Единственной моей мыслью было протянуть время.
— Это вы убили профессора Твайнинга, не так ли? — выдохнула я. — Вы и Бонепенни.
Мои слова, похоже, застали его врасплох. Я почувствовала, что его хватка чуть-чуть ослабела.
— Почему ты так считаешь? — дохнул он мне в ухо.
— Это Бонепенни был на крыше, — сказала я. — Бонепенни кричал «Vale!». Он имитировал голос мистера Твайнинга. А вы сбросили тело в дыру.
Пембертон втянул воздух ноздрями.
— Тебе Бонепенни рассказал?
— Я нашла мантию и конфедератку, — пояснила я. — Под черепицей. Я догадалась сама.
— Ты очень умная девочка, — сказал он почти с сожалением.
— А теперь вы убили Бонепенни, и марки ваши. По крайней мере были бы ваши, если бы вы знали, где они.
Похоже, мои слова привели его в ярость. Он сжал мне руку сильнее, вонзая большой палец в мышцу. Я вскрикнула от боли.
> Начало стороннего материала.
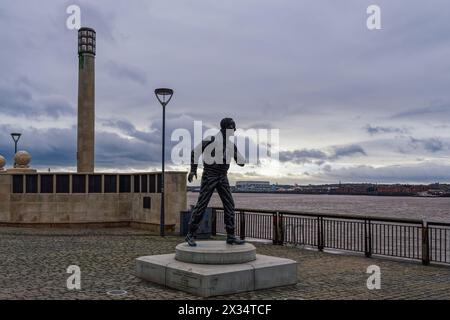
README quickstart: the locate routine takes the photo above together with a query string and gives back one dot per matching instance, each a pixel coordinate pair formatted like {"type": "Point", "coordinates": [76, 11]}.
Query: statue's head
{"type": "Point", "coordinates": [227, 124]}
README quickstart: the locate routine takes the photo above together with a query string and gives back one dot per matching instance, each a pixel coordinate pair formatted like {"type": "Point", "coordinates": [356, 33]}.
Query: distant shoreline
{"type": "Point", "coordinates": [412, 195]}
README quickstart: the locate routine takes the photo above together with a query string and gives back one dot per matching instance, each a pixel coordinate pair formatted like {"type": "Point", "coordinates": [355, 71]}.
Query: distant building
{"type": "Point", "coordinates": [253, 186]}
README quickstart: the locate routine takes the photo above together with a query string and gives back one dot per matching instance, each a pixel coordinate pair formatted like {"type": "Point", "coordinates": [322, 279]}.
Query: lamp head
{"type": "Point", "coordinates": [16, 136]}
{"type": "Point", "coordinates": [164, 95]}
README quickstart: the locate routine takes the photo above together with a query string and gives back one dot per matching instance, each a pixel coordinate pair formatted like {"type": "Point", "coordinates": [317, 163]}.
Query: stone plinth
{"type": "Point", "coordinates": [21, 170]}
{"type": "Point", "coordinates": [215, 252]}
{"type": "Point", "coordinates": [207, 280]}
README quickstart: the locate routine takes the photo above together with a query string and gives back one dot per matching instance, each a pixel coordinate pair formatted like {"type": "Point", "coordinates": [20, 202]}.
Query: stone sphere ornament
{"type": "Point", "coordinates": [22, 159]}
{"type": "Point", "coordinates": [2, 163]}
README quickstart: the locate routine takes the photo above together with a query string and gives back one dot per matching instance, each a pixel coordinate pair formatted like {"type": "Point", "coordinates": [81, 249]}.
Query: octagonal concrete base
{"type": "Point", "coordinates": [208, 280]}
{"type": "Point", "coordinates": [215, 252]}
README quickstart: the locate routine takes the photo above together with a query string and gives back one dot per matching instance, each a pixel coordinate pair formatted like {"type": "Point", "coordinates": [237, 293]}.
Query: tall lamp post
{"type": "Point", "coordinates": [164, 95]}
{"type": "Point", "coordinates": [16, 138]}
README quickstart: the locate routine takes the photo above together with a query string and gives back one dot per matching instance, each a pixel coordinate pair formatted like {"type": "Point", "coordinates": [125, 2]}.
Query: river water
{"type": "Point", "coordinates": [430, 209]}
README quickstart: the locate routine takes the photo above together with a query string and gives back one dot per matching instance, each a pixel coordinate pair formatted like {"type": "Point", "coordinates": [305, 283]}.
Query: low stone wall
{"type": "Point", "coordinates": [23, 203]}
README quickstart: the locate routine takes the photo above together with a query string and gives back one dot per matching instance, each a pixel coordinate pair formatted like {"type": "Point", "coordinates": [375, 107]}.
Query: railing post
{"type": "Point", "coordinates": [275, 228]}
{"type": "Point", "coordinates": [367, 238]}
{"type": "Point", "coordinates": [425, 244]}
{"type": "Point", "coordinates": [214, 222]}
{"type": "Point", "coordinates": [280, 229]}
{"type": "Point", "coordinates": [242, 221]}
{"type": "Point", "coordinates": [320, 244]}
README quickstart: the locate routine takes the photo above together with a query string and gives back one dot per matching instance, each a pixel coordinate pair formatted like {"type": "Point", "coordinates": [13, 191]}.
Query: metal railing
{"type": "Point", "coordinates": [403, 238]}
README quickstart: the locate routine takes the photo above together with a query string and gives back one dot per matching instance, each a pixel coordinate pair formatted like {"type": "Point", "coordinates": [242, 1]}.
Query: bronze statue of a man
{"type": "Point", "coordinates": [217, 153]}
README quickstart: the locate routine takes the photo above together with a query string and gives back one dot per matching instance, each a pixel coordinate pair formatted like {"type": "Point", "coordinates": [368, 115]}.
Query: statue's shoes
{"type": "Point", "coordinates": [190, 240]}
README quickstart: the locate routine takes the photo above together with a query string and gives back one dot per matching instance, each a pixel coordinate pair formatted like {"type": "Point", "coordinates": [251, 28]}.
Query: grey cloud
{"type": "Point", "coordinates": [374, 130]}
{"type": "Point", "coordinates": [122, 71]}
{"type": "Point", "coordinates": [346, 151]}
{"type": "Point", "coordinates": [432, 111]}
{"type": "Point", "coordinates": [431, 144]}
{"type": "Point", "coordinates": [308, 155]}
{"type": "Point", "coordinates": [20, 102]}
— Четыре слова, Флавия, — прошипел он. — Где эти чертовы марки?
В последовавшем за этим долгом молчании, в ослепляющей боли я нашла спасение, ускользнув в свои мысли.
Это конец Флавии? — подумала я.
Если да, смотрит ли на меня сейчас Харриет? Сидит ли она прямо сейчас на облаке, свесив ноги и говоря: «О нет, Флавия! Не делай этого, не говори ничего! Опасность, Флавия! Опасность!»
Если да, я ее не слышу, может быть, потому, что я дальше от нее, чем Фели и Даффи. Может быть, она любила меня меньше.
Печальный факт, но из трех детей Харриет только я не сохранила никаких воспоминаний о ней. Фели пережила восемь лет материнской любви и хранила их, словно скряга. И Даффи настаивала, что, хотя ей едва исполнилось три года, когда Харриет пропала, она совершенно четко помнит стройную, смеющуюся молодую женщину, которая одевала ее в накрахмаленное платье и чепчик, сажала на покрывало на залитой солнцем лужайке и делала фотографии раздвижной фотокамерой, перед тем как угостить ее огуречным рассолом.
Еще один укол вернул меня обратно в реальность — игла погрузилась глубже.
— «Ольстерские Мстители». Где они?
Я указала пальцем в угол ямы, где в тенях валялся смятый носовой платок. Когда луч пембертоновского фонаря метнулся в ту сторону, я посмотрела прочь, затем возвела очи горе, как, говорят, делали древние святые в поисках спасения.
Я услышала это до того, как увидела. Раздалось приглушенное урчание, как будто огромный механический птеродактиль летел над ремонтным гаражом. Миг спустя послышался ужасающий звук столкновения и посыпался дождь из стекла.
Помещение над нами, над ямой, взорвалось сияющим желтым светом, сквозь который дрейфовали облачка дыма, словно воспаряющие души почивших.
Прикованная к одному месту, я уставилась прямо в воздух на странно знакомое привидение, содрогаясь, взгромоздившееся на яму.
Я спятила,подумала я. Я сошла с ума.
Прямо над головой, дрожа, словно живое существо, было днище «роллс-ройса» Харриет.